There are a few leading practises that media companies can implement:
Understand account manager role options, benefits and drawbacks, and sales process involvement.
Select the right roles from the four AM archetypes based on account potential, sales motion, channel, and product complexity.
Determine correct headcount levels and pay to achieve ROI.
Leaders pay their AMs 20% more compared to their peers, and they deploy 50% more AMs per account executive, Meuschke said: “They’re doing this because they believe they’ll get more ROI from it in the long run.”
The four AM archetypes are:
Post-sale admin support, who are there to provide support and monitor campaigns.
Full sales cycle admin support, who also provide pre-sales support.
Post-sale client management, who manage the client relationship, assist with optimisation, and identify opportunities.
Pure account management, a role that identifies and closes opportunities and owns the re-sell.
Meuschke said they are seeing these AM roles starting to move more to pure account managers. The people in these roles cultivate the client and make sure they’re happy, while the sales/AE people hunt for new clients.
“You own the client post-sale. You own the re-sell. We see about 20% of our clients either deploying this role, or looking to in the next year,” he said.
Most companies today are only deploying one time of AM, but Alexander Group is seeing that leading companies are creating two, or even three, different types of AM roles. This is done successfully by designing clear roles, highlighting key success criteria and common pitfalls of AM role deployment.
Success criteria include:
Clear roles and responsibilities.
Defined competencies that match role profiles.
Activities clearly split between account manager and account executive.
Variable incentive and pay levels to match each role type.
Common pitfalls include:
Blended roles, for example, blended pre-sales and post-sales admin support.
Mismatch of incumbent skills and job requirements.
Unclear rules of engagement leading to inefficiency.

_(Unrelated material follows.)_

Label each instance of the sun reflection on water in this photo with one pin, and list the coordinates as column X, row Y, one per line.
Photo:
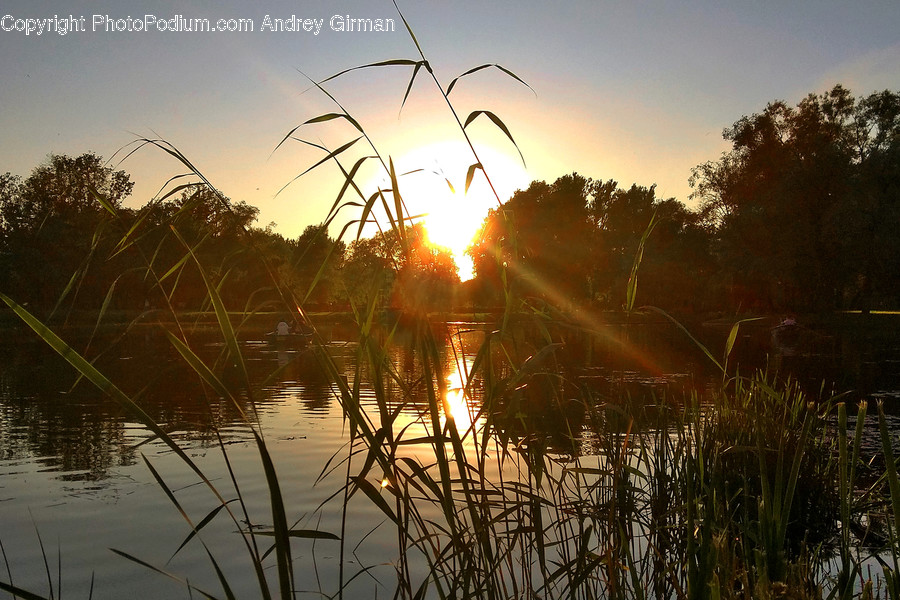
column 456, row 402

Incorrect account assignments.
Responsibilities that exceed the job bandwidth.
Splitting the role into two different roles, for example post-sale admin support and post-sale client management role, takes the administrative responsibility away from the client management role so they can focus more on cultivating and upselling the client. Companies who are doing this expect an ROI of 20-30% more revenue, Meuschke said.